On completions of Hecke algebras

TL;DR

This paper proves that Morita equivalences between Hecke algebras of p-adic groups extend to their Schwartz and C*-completions, enabling computation of the topological K-theory of these groups' reduced C*-algebras.

Contribution

It establishes conditions under which Morita equivalences extend to topological completions, facilitating K-theory calculations for p-adic groups.

Findings

Morita equivalence extends to Schwartz completions.

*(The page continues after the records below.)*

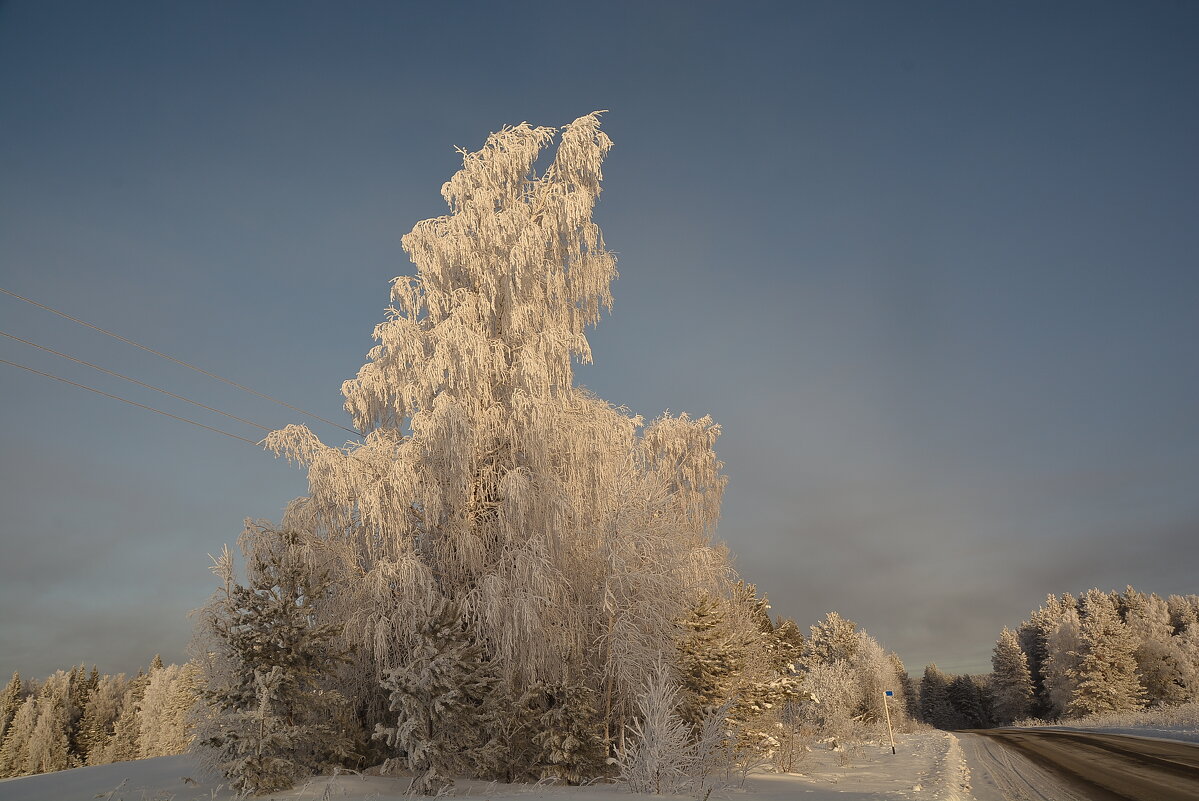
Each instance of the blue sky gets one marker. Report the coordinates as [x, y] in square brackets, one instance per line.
[931, 265]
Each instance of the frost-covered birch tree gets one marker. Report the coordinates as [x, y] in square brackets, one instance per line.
[571, 535]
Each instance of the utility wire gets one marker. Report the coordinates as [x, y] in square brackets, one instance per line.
[133, 403]
[198, 369]
[133, 380]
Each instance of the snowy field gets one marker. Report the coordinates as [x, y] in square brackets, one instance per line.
[928, 765]
[1180, 723]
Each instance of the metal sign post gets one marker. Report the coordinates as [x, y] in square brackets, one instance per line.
[886, 694]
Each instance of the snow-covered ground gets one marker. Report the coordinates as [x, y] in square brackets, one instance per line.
[1180, 723]
[928, 765]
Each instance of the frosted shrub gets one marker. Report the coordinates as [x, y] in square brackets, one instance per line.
[658, 754]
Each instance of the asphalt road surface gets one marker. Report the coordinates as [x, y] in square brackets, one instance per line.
[1107, 766]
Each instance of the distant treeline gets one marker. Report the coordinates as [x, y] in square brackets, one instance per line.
[79, 717]
[1096, 654]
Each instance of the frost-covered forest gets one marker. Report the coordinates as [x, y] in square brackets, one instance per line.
[1073, 658]
[505, 577]
[508, 577]
[78, 717]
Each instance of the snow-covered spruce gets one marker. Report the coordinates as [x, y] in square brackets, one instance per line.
[270, 717]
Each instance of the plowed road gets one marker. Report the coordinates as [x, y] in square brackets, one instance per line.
[1108, 766]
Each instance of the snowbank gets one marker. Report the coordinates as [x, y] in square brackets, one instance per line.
[928, 765]
[1179, 723]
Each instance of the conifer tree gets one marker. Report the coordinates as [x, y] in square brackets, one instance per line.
[14, 748]
[10, 702]
[48, 745]
[101, 711]
[709, 660]
[265, 668]
[1060, 669]
[438, 693]
[567, 739]
[1011, 680]
[964, 694]
[1161, 663]
[934, 699]
[1107, 673]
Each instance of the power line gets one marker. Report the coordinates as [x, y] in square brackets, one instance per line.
[198, 369]
[133, 403]
[133, 380]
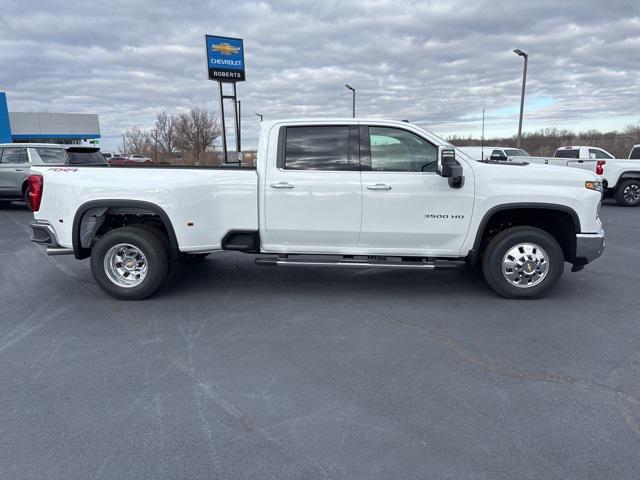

Morita equivalence extends to C*-completions.

Conditions are verified in known cases.

Abstract

Let G be a reductive p-adic group and let H(G)^s be a Bernstein block of the Hecke algebra of G. We consider two important topological completions of H(G)^s: a direct summand S(G)^s of the Harish-Chandra--Schwartz algebra of G and a two-sided ideal C*_r (G)^s of the reduced C*-algebra of G. These are useful for the study of all tempered smooth G-representations. We suppose that H(G)^s is Morita equivalent to an affine Hecke algebra H(R,q) -- as is known in many cases. The latter algebra also has a Schwartz completion S(R,q) and a C*-completion C*_r (R,q), both defined in terms of the underlying root datum R and the parameters q. We prove that, under some mild conditions, a Morita equivalence between H(G)^s and H(R,q) extends to Morita equivalences between S(G)^s and S(R,q), and between C*_r (G)^s and C*_r (R,q). We also check that our conditions are fulfilled in all known cases of such Morita equivalences between Hecke algebras. This is applied to compute the topological K-theory of the reduced C*-algebra of a classical p-adic group.